Although the agreement reached by both sides in Qatar leaves many optimistic about the future of public health in developing nations, it is hoped that a quick and effective enforcement of the resolution will be enacted. Yet it may not be wise to be optimistic about the agreement just yet. While CNN reported on its Web site Tuesday that the “”deal is believed to give developing nations more flexibility in over-riding patent rules on public health grounds,”” delegates have not yet released the details of the plan and it is too early for any of them to know if it is completely feasible.

Further complicating matters is the apparent reluctance of industrialized nations to enforce the deal. Shockingly, the United States delegation has stated that “”the final text should be considered a political statement rather than a legally enforceable document.”” This is obviously distressing because it implies that not much will actually change. However, as noted before, it is simply too early to tell whether the plan will work effectively or not. It is hoped that this agreement will effectively set the stage for better relations between rich and poor nations and dispel the idea that wealthier nations care little for their poorer counterparts.

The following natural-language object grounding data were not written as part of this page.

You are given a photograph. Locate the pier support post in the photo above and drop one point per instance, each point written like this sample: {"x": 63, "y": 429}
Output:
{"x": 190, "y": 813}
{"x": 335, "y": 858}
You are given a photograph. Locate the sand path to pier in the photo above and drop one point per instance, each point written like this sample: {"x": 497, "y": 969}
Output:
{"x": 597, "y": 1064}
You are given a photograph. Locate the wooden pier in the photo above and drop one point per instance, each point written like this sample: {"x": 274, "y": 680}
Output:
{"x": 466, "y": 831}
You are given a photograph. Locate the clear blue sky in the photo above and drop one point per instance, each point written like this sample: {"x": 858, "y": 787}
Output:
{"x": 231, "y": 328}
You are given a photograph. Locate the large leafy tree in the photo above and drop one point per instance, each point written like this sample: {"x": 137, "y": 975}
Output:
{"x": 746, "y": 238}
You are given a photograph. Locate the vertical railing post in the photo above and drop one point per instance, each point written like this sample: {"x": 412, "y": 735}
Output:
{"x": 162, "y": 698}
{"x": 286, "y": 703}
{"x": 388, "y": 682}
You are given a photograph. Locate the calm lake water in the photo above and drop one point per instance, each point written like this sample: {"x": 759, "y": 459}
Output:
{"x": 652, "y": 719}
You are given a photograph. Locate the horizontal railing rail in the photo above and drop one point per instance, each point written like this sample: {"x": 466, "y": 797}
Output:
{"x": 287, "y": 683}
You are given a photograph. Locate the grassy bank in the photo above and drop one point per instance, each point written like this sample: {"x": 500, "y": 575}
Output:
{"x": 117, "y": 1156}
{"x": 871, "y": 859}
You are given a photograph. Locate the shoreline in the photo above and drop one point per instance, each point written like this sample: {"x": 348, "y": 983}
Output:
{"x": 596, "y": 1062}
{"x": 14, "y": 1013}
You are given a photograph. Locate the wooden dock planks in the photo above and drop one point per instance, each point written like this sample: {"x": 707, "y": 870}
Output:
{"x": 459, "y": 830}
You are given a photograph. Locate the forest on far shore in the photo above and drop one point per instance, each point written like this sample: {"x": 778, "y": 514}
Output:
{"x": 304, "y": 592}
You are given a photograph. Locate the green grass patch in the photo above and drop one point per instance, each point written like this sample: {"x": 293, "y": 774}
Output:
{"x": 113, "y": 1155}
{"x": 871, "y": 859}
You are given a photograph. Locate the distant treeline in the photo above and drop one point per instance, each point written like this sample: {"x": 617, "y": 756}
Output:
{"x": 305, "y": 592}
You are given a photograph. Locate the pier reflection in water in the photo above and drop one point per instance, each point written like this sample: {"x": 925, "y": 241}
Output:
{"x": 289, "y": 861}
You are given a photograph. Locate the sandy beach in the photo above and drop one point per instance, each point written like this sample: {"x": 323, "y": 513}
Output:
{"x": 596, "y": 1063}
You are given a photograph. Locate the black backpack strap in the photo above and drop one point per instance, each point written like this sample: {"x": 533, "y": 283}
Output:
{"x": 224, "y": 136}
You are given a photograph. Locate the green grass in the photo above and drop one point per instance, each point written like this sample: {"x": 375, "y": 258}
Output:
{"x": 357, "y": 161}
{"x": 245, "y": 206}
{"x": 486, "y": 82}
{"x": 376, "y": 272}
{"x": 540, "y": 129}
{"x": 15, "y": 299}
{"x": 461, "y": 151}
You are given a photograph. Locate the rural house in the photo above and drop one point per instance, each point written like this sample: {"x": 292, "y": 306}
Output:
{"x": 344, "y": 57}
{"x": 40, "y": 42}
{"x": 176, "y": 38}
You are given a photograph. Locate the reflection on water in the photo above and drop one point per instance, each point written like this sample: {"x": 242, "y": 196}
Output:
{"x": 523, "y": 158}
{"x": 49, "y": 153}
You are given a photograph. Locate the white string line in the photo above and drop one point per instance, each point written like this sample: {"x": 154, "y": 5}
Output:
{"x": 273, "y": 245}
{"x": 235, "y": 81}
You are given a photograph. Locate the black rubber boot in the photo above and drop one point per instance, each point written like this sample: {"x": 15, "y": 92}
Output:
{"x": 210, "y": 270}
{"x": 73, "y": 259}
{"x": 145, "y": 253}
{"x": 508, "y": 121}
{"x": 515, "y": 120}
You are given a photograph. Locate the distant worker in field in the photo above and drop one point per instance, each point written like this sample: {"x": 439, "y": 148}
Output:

Today, the United States has a unique opportunity to demonstrate to the world that lives are more important than the profit margins of corporations.

It is our responsibility to ensure that everyone has access to life-saving drugs and it is morally irresponsible for us to ignore the millions of lives that depend on unrestricted access to effective medical treatments.

We have demonstrated our military prowess in the Middle East — let’s hope we can demonstrate our prudence and our compassion in the rest of the world.